An empty SegmentationPolygons object ready for adding instances.

image_height: int = 0
image_width: int = 0
property num_instances: int

Return the number of instances.

polygons: list[list[float]] = field(...)

Per-instance polygons, list[list[float]] (alternating x, y coords) after coercion. The constructor also accepts an ndarray of shape (num_instances, 2*num_points); __post_init__ converts it to list-of-lists. Use the list form (or pre-convert with [list(map(float, p)) for p in arr]) to satisfy strict type checking.

relative: bool = False

Whether polygons are in relative [0, 1] coords (True) or absolute pixel coords (False, default). Naming matches the schema’s relative= kwarg and the value type’s polygons_are_relative flag.
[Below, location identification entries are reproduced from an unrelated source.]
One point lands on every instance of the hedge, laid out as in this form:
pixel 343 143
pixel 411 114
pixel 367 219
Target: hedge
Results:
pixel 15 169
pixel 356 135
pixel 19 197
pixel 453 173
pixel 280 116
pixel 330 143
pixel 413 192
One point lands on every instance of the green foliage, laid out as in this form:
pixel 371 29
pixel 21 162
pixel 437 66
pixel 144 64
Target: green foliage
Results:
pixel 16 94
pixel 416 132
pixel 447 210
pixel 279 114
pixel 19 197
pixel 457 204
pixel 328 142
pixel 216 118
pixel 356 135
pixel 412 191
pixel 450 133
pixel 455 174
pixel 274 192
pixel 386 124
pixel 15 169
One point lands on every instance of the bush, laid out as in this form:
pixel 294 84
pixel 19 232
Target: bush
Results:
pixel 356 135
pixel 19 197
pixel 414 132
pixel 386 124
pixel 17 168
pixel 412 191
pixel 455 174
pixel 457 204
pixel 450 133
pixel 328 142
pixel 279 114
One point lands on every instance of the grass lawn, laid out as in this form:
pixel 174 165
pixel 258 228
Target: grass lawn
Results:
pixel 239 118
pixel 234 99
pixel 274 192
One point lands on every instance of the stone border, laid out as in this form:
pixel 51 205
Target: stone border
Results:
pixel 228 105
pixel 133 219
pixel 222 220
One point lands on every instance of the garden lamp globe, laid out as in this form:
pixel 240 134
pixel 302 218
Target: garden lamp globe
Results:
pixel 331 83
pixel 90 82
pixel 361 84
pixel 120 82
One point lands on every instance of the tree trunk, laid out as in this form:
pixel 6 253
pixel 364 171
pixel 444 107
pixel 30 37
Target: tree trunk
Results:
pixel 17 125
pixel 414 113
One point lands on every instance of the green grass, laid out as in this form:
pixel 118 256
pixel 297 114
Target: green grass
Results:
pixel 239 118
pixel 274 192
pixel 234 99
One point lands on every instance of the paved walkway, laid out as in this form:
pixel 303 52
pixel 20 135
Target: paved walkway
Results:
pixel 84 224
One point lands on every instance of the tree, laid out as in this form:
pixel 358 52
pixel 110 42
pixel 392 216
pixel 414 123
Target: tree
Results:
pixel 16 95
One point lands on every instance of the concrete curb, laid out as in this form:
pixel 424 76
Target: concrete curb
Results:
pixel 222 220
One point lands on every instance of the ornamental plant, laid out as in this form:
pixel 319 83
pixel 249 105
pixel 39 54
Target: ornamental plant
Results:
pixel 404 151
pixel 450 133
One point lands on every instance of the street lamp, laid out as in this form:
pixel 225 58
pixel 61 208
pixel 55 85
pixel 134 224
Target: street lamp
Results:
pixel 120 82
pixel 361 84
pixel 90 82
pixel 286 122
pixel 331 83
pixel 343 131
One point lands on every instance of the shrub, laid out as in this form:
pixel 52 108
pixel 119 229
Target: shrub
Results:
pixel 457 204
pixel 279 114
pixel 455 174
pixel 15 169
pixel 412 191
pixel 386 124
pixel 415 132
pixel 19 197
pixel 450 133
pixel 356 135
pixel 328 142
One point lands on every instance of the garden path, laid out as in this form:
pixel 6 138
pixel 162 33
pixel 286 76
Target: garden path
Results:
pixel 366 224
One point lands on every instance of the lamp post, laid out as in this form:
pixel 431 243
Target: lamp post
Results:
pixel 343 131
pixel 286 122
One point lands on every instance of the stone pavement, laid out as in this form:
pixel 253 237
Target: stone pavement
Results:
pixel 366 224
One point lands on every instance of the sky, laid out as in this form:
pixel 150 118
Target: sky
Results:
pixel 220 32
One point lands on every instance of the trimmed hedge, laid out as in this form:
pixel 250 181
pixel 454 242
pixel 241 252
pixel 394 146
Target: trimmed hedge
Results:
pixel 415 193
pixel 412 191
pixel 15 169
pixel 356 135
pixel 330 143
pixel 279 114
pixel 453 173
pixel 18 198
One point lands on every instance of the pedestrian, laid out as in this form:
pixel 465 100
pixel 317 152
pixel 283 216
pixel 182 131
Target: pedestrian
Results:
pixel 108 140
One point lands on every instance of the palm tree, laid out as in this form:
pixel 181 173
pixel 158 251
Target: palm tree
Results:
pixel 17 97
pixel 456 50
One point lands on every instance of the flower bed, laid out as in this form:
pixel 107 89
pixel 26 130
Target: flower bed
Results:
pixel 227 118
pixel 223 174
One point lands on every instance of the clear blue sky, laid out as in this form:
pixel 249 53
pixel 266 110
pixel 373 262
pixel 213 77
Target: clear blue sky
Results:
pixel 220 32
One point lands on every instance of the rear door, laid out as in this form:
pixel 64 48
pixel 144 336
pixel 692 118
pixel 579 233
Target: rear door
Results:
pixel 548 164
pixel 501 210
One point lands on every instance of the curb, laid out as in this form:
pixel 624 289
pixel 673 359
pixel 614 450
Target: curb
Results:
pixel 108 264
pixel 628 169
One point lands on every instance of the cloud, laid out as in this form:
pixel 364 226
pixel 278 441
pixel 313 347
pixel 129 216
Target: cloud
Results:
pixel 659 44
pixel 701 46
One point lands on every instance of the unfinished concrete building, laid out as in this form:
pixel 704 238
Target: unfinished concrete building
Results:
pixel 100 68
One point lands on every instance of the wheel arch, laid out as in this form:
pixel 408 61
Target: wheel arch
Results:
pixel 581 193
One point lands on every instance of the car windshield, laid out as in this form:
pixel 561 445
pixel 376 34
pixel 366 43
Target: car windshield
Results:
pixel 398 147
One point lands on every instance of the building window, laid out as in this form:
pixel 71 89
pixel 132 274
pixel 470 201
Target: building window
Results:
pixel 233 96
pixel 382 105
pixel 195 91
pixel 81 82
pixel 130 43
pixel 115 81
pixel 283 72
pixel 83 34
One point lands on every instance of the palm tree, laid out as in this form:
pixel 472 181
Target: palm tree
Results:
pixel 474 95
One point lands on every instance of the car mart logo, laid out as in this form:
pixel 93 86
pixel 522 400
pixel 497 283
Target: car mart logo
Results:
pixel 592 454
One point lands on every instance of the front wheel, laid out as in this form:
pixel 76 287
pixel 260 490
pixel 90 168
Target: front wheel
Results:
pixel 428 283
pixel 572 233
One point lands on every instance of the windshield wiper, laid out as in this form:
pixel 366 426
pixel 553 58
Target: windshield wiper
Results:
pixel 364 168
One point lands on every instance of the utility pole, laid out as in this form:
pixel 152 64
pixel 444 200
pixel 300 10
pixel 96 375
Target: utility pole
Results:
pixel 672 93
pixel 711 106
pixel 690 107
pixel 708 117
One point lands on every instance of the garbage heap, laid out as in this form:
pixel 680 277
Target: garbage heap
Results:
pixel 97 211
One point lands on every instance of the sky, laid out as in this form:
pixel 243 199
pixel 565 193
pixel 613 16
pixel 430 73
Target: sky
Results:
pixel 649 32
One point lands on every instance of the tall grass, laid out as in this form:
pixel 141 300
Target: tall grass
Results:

from_row returns absolute pixel coords by default; the schema’s polygons_are_relative flag (set via Schema(..., relative=True)) is honored by Schema.from_row and causes a final to_relative() to be applied. On write, to_row reads this field to know whether to scale up before RLE-encoding.

classmethod schema(
classes: str | Sequence[str] | Sequence[dict[str, str]] | Sequence[MapElement] | dict[float, str] | dict[int, str] | dict[float, MapElement] | dict[int, MapElement] | None = None,
*,
relative: bool = False,
include_per_instance_confidence: bool = False,
include_is_crowd: bool = False,
display_name: str = '',
description: str = '',
writable: bool = True,
default_visible: bool = True,
display_importance: float = 0,
per_instance_schemas: dict[str, Schema] | None = None,
) Schema

Build the column Schema describing polygon-based instance segmentation.

Parameters:
  • classes – A class map for per-instance labels, or None to skip labels.

  • relative – Stores the column’s preferred coordinate convention on the value type (polygons_are_relative). When reading through the schema (e.g. table[i][col]), tlc.Schema.from_row() honors this flag and applies SegmentationPolygons.to_relative automatically. Direct calls to SegmentationPolygons.from_row skip the schema and always return absolute coords; call .to_relative() on the result if you need normalized output.

  • include_per_instance_confidence – Whether to add a per-instance confidence field.

  • include_is_crowd – Whether to add an is_crowd field.

  • display_name – Column display name in the Dashboard.

  • description – Column description.

  • writable – Whether the column is editable in the Dashboard.

  • default_visible – Whether the column is visible by default.

  • display_importance – Ordering weight for column display.

  • per_instance_schemas – Custom per-instance schemas (advanced).

Returns:

A column schema describing the serialized form of this class.

to_absolute() SegmentationPolygons

Return a copy with polygons in absolute pixel coordinates.

Idempotent: returns self unchanged when already in pixel coords.

Raises:

ValueError – If image_width or image_height is not positive.

to_relative() SegmentationPolygons

Return a copy with polygons in relative [0, 1] coordinates.

Idempotent: returns self unchanged when already relative.

Raises:

ValueError – If image_width or image_height is not positive.